La Guinée fait face à des sanctions depuis 22 jours après le putsch du 5 septembre 2021. Entre autres mesures, la CEDEAO a gelé les avoirs financiers des membres de la junte et a imposé une interdiction de voyager. Toutes les transactions financières en faveur de la Guinée par les institutions financières affiliées à la CEDEAO ont été interdites.
Le Niger a été le dernier à rejoindre les rangs des pays victimes du double coup d'État contre le gouvernement élu du président déchu Mohamed Bazoum le 26 juillet dernier, suivi des sanctions de la CEDEAO contre l'administration de transition dirigée par le général Abdourahamane Tchiani..
Le bloc ouest-africain a également suspendu les transactions commerciales et l’approvisionnement en électricité du Nigeria voisin après le coup d’État.
Dans les trois pays, la levée des sanctions proposée était liée au rétablissement d’un régime civil. Il a également été demandé à la junte nigérienne de libérer l'ex-président Bazoum et sa famille en toute sécurité.
À l'improviste
La levée presque inattendue des sanctions le 24 février est considérée comme la levée d’un nuage qui a assombri la vie de millions de personnes dans les trois pays.
"Je peux vous dire que c'est une véritable catastrophe dans notre secteur. Lorsque les frontières sont fermées, les aéroports sont pratiquement inutilisables. Presque tous les hôtels ne peuvent pas fonctionner. Ces sanctions signifient des mois d'arriérés de salaires et de factures d'électricité", déclare Issa, propriétaire de l'hôtel.
"Les conséquences sont énormes. Ceux qui décident de notre sort ne peuvent imaginer les souffrances endurées par le peuple nigérien."

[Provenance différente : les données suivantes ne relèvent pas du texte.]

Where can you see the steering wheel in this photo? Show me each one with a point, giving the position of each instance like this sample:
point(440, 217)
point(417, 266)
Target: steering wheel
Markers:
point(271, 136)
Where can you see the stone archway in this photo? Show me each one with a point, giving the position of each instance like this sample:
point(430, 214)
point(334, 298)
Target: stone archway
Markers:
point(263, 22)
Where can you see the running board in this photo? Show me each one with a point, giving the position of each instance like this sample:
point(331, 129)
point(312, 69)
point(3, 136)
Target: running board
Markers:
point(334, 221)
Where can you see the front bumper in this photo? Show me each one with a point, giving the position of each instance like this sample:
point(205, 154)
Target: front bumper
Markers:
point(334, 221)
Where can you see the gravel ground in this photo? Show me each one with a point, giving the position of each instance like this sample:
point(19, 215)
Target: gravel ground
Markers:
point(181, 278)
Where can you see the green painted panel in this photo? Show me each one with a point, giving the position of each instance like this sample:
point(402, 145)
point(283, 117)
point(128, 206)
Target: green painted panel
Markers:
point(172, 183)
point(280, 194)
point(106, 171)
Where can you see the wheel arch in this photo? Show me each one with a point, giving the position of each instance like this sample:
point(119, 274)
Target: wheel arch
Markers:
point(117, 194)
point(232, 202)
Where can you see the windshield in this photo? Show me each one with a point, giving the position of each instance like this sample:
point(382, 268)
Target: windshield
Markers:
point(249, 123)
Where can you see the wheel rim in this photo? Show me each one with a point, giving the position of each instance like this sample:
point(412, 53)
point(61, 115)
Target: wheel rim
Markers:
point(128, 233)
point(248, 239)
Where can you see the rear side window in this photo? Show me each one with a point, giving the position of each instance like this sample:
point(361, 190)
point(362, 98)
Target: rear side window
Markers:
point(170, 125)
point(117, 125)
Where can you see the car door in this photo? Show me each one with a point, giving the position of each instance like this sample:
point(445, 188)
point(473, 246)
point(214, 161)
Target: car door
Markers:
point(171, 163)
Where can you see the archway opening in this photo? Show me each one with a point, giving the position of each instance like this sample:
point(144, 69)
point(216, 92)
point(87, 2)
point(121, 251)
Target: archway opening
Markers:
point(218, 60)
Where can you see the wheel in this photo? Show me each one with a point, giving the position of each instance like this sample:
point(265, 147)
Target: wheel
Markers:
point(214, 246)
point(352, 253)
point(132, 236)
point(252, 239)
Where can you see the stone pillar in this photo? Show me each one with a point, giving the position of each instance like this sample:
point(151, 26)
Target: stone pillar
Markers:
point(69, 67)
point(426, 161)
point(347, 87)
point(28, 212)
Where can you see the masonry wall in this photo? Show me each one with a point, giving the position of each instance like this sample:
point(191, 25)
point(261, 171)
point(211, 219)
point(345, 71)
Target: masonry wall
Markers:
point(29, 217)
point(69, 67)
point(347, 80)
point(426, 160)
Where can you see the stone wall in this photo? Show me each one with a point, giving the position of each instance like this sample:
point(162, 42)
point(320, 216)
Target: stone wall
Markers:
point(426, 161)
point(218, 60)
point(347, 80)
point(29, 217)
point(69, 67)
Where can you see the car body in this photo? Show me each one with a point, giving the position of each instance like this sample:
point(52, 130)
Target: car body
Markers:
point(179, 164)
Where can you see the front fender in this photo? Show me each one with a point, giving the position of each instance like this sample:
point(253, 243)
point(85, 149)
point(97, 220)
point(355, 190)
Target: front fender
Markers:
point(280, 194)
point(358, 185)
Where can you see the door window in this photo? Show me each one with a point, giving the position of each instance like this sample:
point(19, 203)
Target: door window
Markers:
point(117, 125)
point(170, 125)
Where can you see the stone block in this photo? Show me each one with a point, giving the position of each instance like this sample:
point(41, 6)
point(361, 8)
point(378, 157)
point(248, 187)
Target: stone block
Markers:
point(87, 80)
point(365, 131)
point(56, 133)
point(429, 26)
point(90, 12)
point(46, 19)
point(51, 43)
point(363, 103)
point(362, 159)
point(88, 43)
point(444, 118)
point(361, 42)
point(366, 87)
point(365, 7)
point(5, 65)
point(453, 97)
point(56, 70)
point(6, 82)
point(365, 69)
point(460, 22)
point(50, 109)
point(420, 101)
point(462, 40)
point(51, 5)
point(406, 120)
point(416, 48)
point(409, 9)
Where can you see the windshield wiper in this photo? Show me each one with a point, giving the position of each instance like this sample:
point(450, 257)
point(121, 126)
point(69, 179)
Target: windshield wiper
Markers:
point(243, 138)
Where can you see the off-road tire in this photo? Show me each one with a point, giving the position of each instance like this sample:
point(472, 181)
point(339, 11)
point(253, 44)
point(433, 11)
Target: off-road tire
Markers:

Chérif Mohamed Abdallah Haidara, président de l'organisation GOHA International qui représente les opérateurs économiques africains, affirme que les entreprises des trois pays confrontées à des sanctions pour des durées variables sont désormais dans la "phase post-traumatique".
"Je peux vous assurer que ces sanctions nous ont rendu la vie difficile, entraînant d'énormes pertes financières", a-t-il déclaré à TRT Afrika.
Mohamed Abdallah Haidara ne pourrait pas être plus heureux que les sanctions aient disparu, même s'il n'est pas sûr que leur impact disparaîtra de sitôt.
"Les restrictions ont favorisé le développement du marché noir, ce qui a fait grimper les prix, notamment ceux du transport transfrontalier", dit-il.
Dans un esprit d'apaisement, le président Bola Ahmed Tinubu du Nigéria, qui dirige actuellement la CEDEAO, a déclaré lors du sommet que le bloc régional devrait revoir son approche visant à inciter ou à encourager le retour à l'ordre constitutionnel au Mali, au Burkina Faso, au Niger et en Guinée.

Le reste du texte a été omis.